Avenue Supermarts Ltd., parent of retail chain D-Mart, will continue to focus on profits at individual stores and expanding in existing markets, Neville Noronha, managing director and chief executive officer, told BloombergQuint.
The company’s shares ended almost unmoved on Wednesday, a day after the stock more than doubled on listing. Noronha said D-Mart will remain conservative even as the world talks of “speed, burn rates, profit will come later”. Excerpts from the interview…
Which are the new geographies that D-Mart is looking to expand in?
We said in our investor conference that 70-75 percent of our investments will be in our existing markets (of Gujarat, Maharashtra, Karnataka, Andhra Pradesh and Telangana) because we understand them better. National Capital Region, Rajasthan, Madhya Pradesh and Chhattisgarh are new markets for us.
Will the speed of expansion increase now?
If you see the capital raised through the IPO, bulk of it is to retire debt. Our last year’s capex addition was higher than the money raised for capex as some component is land and IPO proceeds cannot be used to buy land. So we don’t look at the IPO from an accelerated capex opportunity perspective. We invest only if a particular region or location makes sense from a medium to long term ROIC (return on invested capital) perspective. And we don’t believe in giving projections.
What is important is running the business well. Retail is not a ‘fastest finger first’ business. It’s not a business where the guy who captures the market first is going to get it all. There is opportunity for multiple players, not like the tech space where the winner takes it all. In a country like India which is so diverse in taste, food habits and culture it is impossible, there is space for everybody.
How many stores do you plan to add by the end of the year?
It is impossible to answer that. The model that we have (of owning stores) is also a risk for the business. We buy land, we build stores. It is impossible to predict when that store will really come up. The time from acquiring (land) to conversion (into a running store) is long. Unlike a typical lease where all the risk is taken by the landlord – everything is ready, all permissions are in place. You go in, put up all your furniture and fixtures and inventory and the store is up. That is not the case with us. Our larger priority is to focus on the business and run it well.
If you take Mr Damani’s beginning in retail which was 1998 , in the first 10 years we had just 10 stores. The whole philosophy is to get the model right. Growth or store additions can be thought about later. There have been certain years when we didn’t open a store.
How do you measure performance internally?
Return on capital employed at the store level, that’s it. We make an investment and focus on hitting a 10 percent ROIC in two years. More or less, we have hit that number. Once the store hits 15 percent ROIC, we stop looking at the ROIC numbers.
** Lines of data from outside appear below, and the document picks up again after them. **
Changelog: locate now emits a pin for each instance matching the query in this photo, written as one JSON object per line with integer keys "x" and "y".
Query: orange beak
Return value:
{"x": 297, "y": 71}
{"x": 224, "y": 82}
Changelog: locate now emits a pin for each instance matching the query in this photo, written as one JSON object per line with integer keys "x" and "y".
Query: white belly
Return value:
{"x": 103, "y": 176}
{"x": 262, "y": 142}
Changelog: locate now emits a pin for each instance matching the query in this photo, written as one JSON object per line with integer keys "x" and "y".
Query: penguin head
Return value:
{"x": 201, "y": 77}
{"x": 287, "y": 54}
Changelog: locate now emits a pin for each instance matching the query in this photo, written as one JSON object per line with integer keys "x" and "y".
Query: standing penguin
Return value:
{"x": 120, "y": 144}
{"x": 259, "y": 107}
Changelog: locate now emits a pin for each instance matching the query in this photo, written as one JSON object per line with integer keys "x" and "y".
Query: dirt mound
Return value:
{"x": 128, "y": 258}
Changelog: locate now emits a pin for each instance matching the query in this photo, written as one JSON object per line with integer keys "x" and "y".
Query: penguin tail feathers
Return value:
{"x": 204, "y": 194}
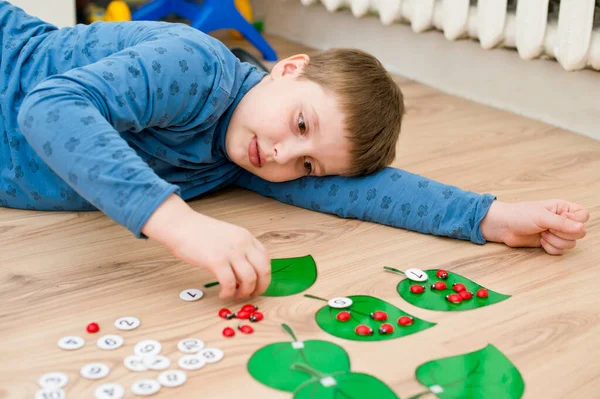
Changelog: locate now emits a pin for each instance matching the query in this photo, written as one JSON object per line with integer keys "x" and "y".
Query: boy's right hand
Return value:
{"x": 230, "y": 252}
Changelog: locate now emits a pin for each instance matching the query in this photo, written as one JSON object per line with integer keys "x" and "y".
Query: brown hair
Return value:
{"x": 371, "y": 101}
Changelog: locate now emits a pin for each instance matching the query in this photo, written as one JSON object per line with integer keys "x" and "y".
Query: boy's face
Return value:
{"x": 286, "y": 128}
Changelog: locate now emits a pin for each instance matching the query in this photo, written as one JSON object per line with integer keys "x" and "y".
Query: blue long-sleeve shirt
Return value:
{"x": 118, "y": 116}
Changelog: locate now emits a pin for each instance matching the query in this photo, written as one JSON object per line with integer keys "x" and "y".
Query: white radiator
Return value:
{"x": 568, "y": 31}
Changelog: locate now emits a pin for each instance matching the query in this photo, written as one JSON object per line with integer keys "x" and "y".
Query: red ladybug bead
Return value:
{"x": 454, "y": 298}
{"x": 465, "y": 295}
{"x": 378, "y": 315}
{"x": 363, "y": 330}
{"x": 249, "y": 308}
{"x": 256, "y": 316}
{"x": 343, "y": 316}
{"x": 386, "y": 329}
{"x": 442, "y": 274}
{"x": 458, "y": 287}
{"x": 417, "y": 289}
{"x": 246, "y": 329}
{"x": 92, "y": 328}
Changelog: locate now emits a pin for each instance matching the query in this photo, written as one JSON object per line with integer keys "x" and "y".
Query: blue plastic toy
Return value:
{"x": 207, "y": 16}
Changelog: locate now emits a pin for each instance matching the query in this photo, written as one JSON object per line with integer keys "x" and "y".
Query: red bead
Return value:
{"x": 442, "y": 274}
{"x": 465, "y": 295}
{"x": 93, "y": 327}
{"x": 249, "y": 308}
{"x": 363, "y": 330}
{"x": 386, "y": 329}
{"x": 343, "y": 316}
{"x": 378, "y": 315}
{"x": 417, "y": 289}
{"x": 242, "y": 314}
{"x": 246, "y": 329}
{"x": 454, "y": 298}
{"x": 458, "y": 287}
{"x": 256, "y": 316}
If the store keeps growing at a reasonable rate, the ROIC has a multiplier effect.
At times, some quarters are poor for old stores. There is no growth or very low single digit growth. We are not worried because the store is delivering terrific ROIC. All challenges are around the physical infrastructure. We just need to open another store in the vicinity to get growth. To that extent, a brick and mortar store has physical limitations in terms of how much it can grow.
D-Mart offers ‘everyday low prices’. How do you decide prices compared to what your rivals offer?
We don’t track competition. We have our own metrics, a particular cost at which we buy and a certain mark-up. I don’t have the data to tell you D-Mart’s prices are so much cheaper than rivals. It is very hard to track that as the dynamics keep changing. But like I said, models will evolve and multiple segmentation will emerge. These are exciting times for brick and mortar retail.
You own your stores. What about leasing?
We like to own because it creates a sense of permanence, but we are not averse to leasing. In certain markets, there is no option to buy and there are options to lease, which makes a lot of financial sense. But given an option between a lease and buying, I would like to buy.
How have you managed your inventory?
Our business model is not to have more than 30 days of inventory.